Algumas editoras brasileiras adotam a forma “Liev” ou “Lev”, do russo Лев, prenome transliterável e traduzível de Tolstói. Sua transliteração significa grafar-lhe a pronúncia: "liév", assim como Charles transliteramos para "tcharles", "John" para "djôn”. Sua tradução significa dar o significado daquela palavra em português: ela significa leão. O nome dele era Leão, em russo.


Imagine livro cujo nome de autor seja dado como "Tcharles Darwin", "Jân Jaque Rousseau", "Oguíst Comte". Seria estapafúrdio: é o mesmo que "Liév Tolstói", em que "Liév" é o nome pronunciado em russo, não vertido para português.

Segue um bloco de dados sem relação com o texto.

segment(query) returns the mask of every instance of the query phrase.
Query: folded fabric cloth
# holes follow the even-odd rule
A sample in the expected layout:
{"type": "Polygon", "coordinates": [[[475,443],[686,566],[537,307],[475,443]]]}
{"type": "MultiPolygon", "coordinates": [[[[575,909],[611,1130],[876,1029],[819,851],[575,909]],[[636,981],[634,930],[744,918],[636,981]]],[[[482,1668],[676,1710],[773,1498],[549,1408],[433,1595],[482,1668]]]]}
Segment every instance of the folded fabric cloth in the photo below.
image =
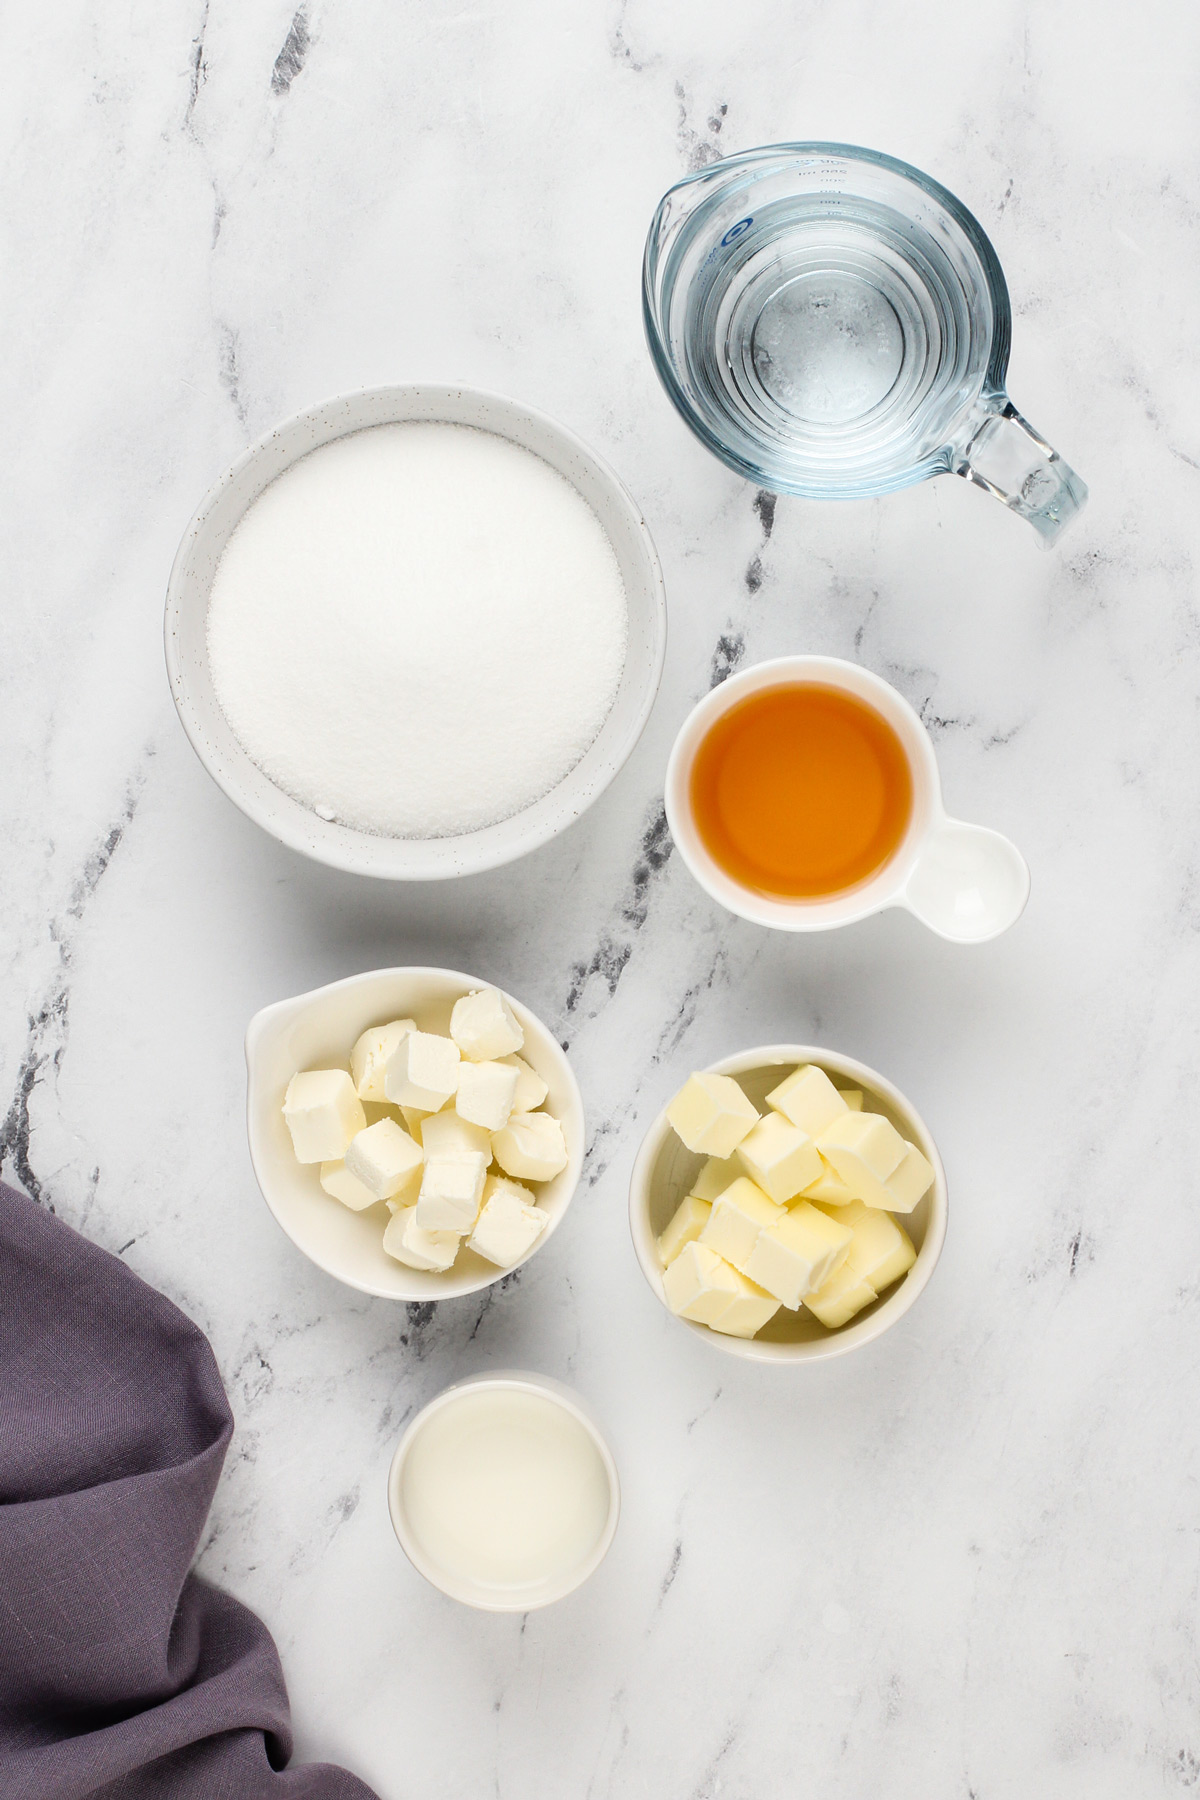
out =
{"type": "Polygon", "coordinates": [[[4,1800],[374,1800],[286,1768],[270,1633],[188,1572],[232,1429],[196,1326],[0,1185],[4,1800]]]}

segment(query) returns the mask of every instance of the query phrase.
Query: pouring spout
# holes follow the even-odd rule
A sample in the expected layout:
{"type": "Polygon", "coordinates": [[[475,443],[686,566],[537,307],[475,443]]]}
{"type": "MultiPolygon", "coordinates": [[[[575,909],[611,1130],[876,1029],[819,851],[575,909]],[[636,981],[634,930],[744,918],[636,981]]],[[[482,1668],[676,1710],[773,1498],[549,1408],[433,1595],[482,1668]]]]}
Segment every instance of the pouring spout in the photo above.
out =
{"type": "Polygon", "coordinates": [[[986,944],[1015,925],[1029,898],[1029,869],[998,831],[943,819],[934,827],[900,896],[939,937],[986,944]]]}

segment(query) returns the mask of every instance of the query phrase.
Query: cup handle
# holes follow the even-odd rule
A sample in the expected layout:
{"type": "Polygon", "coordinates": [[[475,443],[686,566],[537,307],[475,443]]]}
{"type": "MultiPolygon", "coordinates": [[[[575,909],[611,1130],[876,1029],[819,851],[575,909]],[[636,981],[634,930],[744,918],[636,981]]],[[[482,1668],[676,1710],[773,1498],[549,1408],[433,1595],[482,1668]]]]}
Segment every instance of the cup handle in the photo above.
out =
{"type": "Polygon", "coordinates": [[[1007,394],[985,397],[953,468],[1028,519],[1045,550],[1087,505],[1086,484],[1021,417],[1007,394]]]}
{"type": "Polygon", "coordinates": [[[943,818],[921,847],[901,905],[955,944],[986,944],[1015,925],[1029,898],[1029,869],[998,831],[943,818]]]}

Assim como Auguste Comte, Charles Darwin, Jean Jaques Rousseau traduzem-se como Augusto Comte, Carlos Darwin, João Tiago Rousseau, Лев pronuncia-se “liév” e traduz-se como Leão. Logo: Leão Tolstói, não “Liév Tolstói”, assim como tampouco redigimos “Oguíst Comte” nem “Tcharles Darwin”.


Em país de idioma espanhol traduziu-se Fred Flintstone por Pedro Picapiedra (Pedro Quebra-pedras) e Barney Rubble por Paulo Mármol (Paulo Mármore).



[1] Marcos de Castro, A imprensa e o caos na ortografia (Rio de Janeiro, Record, 2008, 5ª ed., p. 70). [2] Há páginas da Wikipédia com tal uso.